Ontology of the MiMoText project.
The MiMoText ontology is dedicated to the domain of literary history and historiography – a broad and far-reaching field of knowledge which we do not intend to address in its entirety. The scope and coverage of the ontology result from the practical requirements of the realization of our knowledge graph and the associated concerns. An essential particularity of our domain is that we model perspectives rather than facts. Therefore, the possibilities of the linked open data paradigm to let complementary and also contradictory statements coexist are very useful to us. This particularity has the consequence that 'reification' (i.e., statements about statements) is an important modeling dimension that includes, among other things, the unambiguous referencing of each statement, including linkage to the dataset to which it can be traced.
Reference publication:
- Schöch, Christof, Maria Hinzmann, Julia Röttgermann, Katharina Dietz, and Anne Klee. 2022. “Smart Modelling for Literary History.” International Journal of Humanities and Arts Computing 16 (1): 78–93. https://doi.org/10.3366/ijhac.2022.0278.

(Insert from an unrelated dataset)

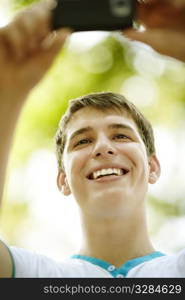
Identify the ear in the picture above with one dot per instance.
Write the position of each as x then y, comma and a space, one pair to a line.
154, 169
62, 183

- Hinzmann, Maria, Matthias Bremm, Tinghui Duan, Anne Klee, Johanna Konstanciak, Julia Röttgermann, Christof Schöch, and Joëlle Weis. 2024. “Patterns in Modeling and Querying a Knowledge Graph for Literary History (Preprint).” Zenodo. https://doi.org/10.5281/ZENODO.12080340.
- One goal of the ontology is to structure data in the project "Mining and Modeling Text". Essentially, this project is about extracting heterogeneous data from three different types of sources using quantitative methods (mining) and linking them in such a way (modeling) that they can be aggregated in a queryable knowledge graph and offer interesting perspectives as well as innovative research opportunities for researchers.
- We consider the French Enlightenment novel as an example and designed our project and the ontology to be transferable to other domains of the humanities (philosophy, history and cultural studies, art history, etc.).
We structure the ontology in modules to increase interoperability, reuse possibilities, and reproducibility. The objectives can be differentiated:
- Clarity & reproducibility: The conceptual decisions as well as our source data are thereby understandable and traceable in individual 'packages'.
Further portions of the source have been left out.